Copyright thespinoff

The Friday Poem: ‘The children don’t know they are a diaspora from aortic rupture’ by Abigail Marshall

A new poem by Abigail Marshall.

The children don’t know they are a diaspora from aortic rupture

Decompress under fluorescence. Blue woman. Agonal breathing. Ward. I’m washing out her urine jug and miss it. See her daughter’s face a hallway later. Come afternoon, collect my limbs.
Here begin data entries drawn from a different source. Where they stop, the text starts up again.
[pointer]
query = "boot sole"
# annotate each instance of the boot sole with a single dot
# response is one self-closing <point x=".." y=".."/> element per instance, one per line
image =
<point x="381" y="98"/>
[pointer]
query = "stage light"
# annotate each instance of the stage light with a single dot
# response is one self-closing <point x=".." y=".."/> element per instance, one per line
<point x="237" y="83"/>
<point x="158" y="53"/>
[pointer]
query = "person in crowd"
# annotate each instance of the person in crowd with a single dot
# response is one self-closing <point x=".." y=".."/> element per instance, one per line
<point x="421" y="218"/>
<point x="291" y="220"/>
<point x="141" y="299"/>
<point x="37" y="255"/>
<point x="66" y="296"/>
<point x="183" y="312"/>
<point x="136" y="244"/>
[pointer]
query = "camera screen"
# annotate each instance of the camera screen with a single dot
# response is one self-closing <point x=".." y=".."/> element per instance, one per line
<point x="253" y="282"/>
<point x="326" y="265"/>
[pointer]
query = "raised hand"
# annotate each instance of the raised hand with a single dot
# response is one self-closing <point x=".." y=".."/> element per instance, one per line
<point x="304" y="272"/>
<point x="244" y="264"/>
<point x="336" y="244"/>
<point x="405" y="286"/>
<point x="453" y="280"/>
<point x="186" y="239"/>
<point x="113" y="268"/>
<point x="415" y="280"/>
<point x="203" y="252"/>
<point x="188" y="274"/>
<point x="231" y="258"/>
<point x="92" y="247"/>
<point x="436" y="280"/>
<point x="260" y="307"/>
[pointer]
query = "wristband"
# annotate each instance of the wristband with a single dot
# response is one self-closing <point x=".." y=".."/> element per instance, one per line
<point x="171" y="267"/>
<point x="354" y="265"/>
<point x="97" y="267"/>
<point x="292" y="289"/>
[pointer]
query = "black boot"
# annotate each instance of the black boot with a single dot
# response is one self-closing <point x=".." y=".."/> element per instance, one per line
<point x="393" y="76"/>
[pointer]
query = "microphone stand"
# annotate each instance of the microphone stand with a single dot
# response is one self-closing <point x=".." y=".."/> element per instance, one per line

Flee yellow lights to reach the highway. Waikato River breeze. I park by low-slung bridges. Earphones. Walk. Not being raped, this afternoon. Not greyed by flames or ticking smoke. Not bitten under buildings. No boots, come heavy to sludge me from a neonatal landing. Can’t feel ER rubble beneath my ribs. Used to think heaven was a huge box of a city with a golden lid. Now I know it is a turntabled plate in a Victoria Street restaurant. Had dinner, once, with a man who was smug about it. Talked of violence like academia. Righteousness like math. As if he hadn’t grown on the meat of his mother. As if the blue woman’s body gave out because her heart wasn’t in it. At dinner, we picked shellfish from our dumplings. Mused that ethical frameworks should be based on more than pain—but anyone who says that’s drunk no poison. Think of this, riverside. Sneakers crush a seedpod. Let the path lead me to sun-dunes between conifers and oaks. Forget, for a moment—the world has got no edges. Elsewhere, some woman. Her stomach cradles a roofing beam. Concaves. Chest hitches in a jagged breath formation. Her children, floors beneath, try bleating. They scramble for their ligaments. Catch their knees on cutlery and bread. Taste shadow shrapnel. While working on the ward, a nurse once told me: last thing we know is noise. Once it’s agonal, it isn’t really breathing. My afternoon walk ends. I drive back to the city. Picnic with the children that I love. We settle. Rugs down over dirt. Break hot chips with sparrows. Braid the parkland grasses. Recline where Kauri fell like punctured lungs in other days. Spill cordial. Make pink clay of the ground where, mealtimes ago, men locked futures of the past into a wooden house of prayers. Burned them in their bodies. In our time, we eat pieces of pies. One of the littlest ones gets stung by a bee, almost, but doesn’t. Our light is flickerless. This is heaven. The children stay alive and do not know it.